Riforma del processo penale: se il Parlamento non agisce, parli il popolo

Il Consiglio dei ministri ha approvato il testo di riforma del processo penale, che ora passa all’esame del Parlamento. Tra le misure che meritano di essere ricordate, ci sono gli interventi sui presupposti dell’azione penale e sulla fase delle indagini preliminari, nonché sull’introduzione di limitate ipotesi di inappellabilità delle sentenze di primo grado, sull’estensione dell’ambito di applicazione della causa di non punibilità e sull’accesso ai programmi di giustizia riparativa in ogni fase del procedimento. La novità senza dubbio più rilevante è quella della cosiddetta “improcedibilità” del giudizio di impugnazione per superamento dei termini di durata massima del processo, con cui il Governo ha sostanzialmente superato lo stop alla prescrizione dopo la sentenza di primo grado (tanto di assoluzione, quanto di condanna) voluto dal Governo Conte I, archiviando così l’idea del “fine processo mai” e ricostituendo una garanzia del diritto (costituzionalmente rilevante) alla ragionevole durata del procedimento penale.

Il testo presentato dal Governo è l’esito di un processo di mediazione tra le posizioni che la maggioranza parlamentare che lo sostiene esprime sul tema della giustizia penale. Non è questa la sede per esprimere un giudizio complessivo sulla riforma, che certo ha le sue luci e le sue ombre; tuttavia, non è una sorpresa che nemmeno un asse istituzionalmente autorevole e culturalmente attrezzato, come quello rappresentato dal Presidente del Consiglio Mario Draghi e dalla ministra della Giustizia Marta Cartabia sia riuscito a incidere con la giusta decisione sullo stato delle cose. Troppo coriacee sono le resistenze che ostacolano ogni intervento sulla riforma della giustizia: resistenze che, peraltro, non vengono solo dai partiti più schiacciati sulle posizioni giustizialiste, bensì anche (e prioritariamente, come è stato nel caso della “improcedibilità”) da alcuni settori della magistratura, che utilizzano toni lontani da quelli che legittimamente ci si attenderebbe da chi esercita un potere così importante e delicato. 

Si tratta di un copione ormai noto. Lo scivolamento verso tensioni “punitivistiche” dell’ordinamento penale riceve sempre l’entusiastico sostegno dei pubblici ministeri e delle associazioni di categoria dei magistrati, mentre le correzioni costituzionalmente orientate finiscono per essere oggetto di anatemi e catastrofismi che obbligano chi le propone a ripiegare su micro-soluzioni di dettaglio.

Le vicende della riforma Cartabia confermano che due sono le direttive lungo le quali ci si deve muovere.

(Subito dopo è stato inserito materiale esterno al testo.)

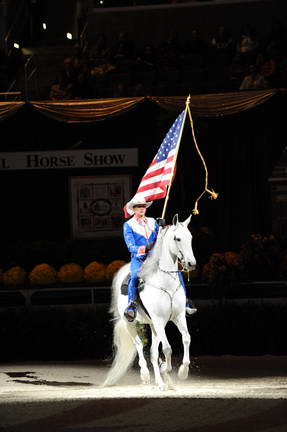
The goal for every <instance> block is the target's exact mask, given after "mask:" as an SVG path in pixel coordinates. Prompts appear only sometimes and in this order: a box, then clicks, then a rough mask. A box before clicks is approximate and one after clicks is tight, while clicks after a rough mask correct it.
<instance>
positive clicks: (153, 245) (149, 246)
mask: <svg viewBox="0 0 287 432" xmlns="http://www.w3.org/2000/svg"><path fill="white" fill-rule="evenodd" d="M153 246H154V244H153V243H148V244H147V245H146V247H145V252H146V253H149V251H150V250H151V249H152V248H153Z"/></svg>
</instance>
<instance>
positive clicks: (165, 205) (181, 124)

La prima – di lungo periodo – è un riorientamento dei modelli di cultura giudiziaria e di cultura penale “iper-punitivisti” oggi predominanti, come suggerito da Giovanni Fiandaca, anche nell’ottica di una futura affermazione di un paradigma garantista nell’opinione pubblica. La seconda – di breve periodo – è la riforma istituzionale del sistema della magistratura.

A tal proposito, i sei quesiti referendari promossi dal Partito Radicale e dalla Lega costituiscono una occasione preziosa per conseguire, tra le altre cose, la separazione delle carriere tra magistratura inquirente e magistratura giudicante, un passaggio necessario per assicurarsi che il giudice sia “terzo”, tra accusa e difesa, non solo “soggettivamente” ma anche “oggettivamente”. Una tale distinzione aiuterebbe, peraltro, a distinguere – anche a livello di prese di posizioni pubbliche – i pubblici ministeri dai giudici, al fine di evitare che il credito dell’intera magistratura italiana sia ipotecato dai primi.

Se il Parlamento non agisce, è bene che il popolo italiano – nel cui nome la Giustizia viene amministrata – si assuma direttamente la responsabilità dell’azione.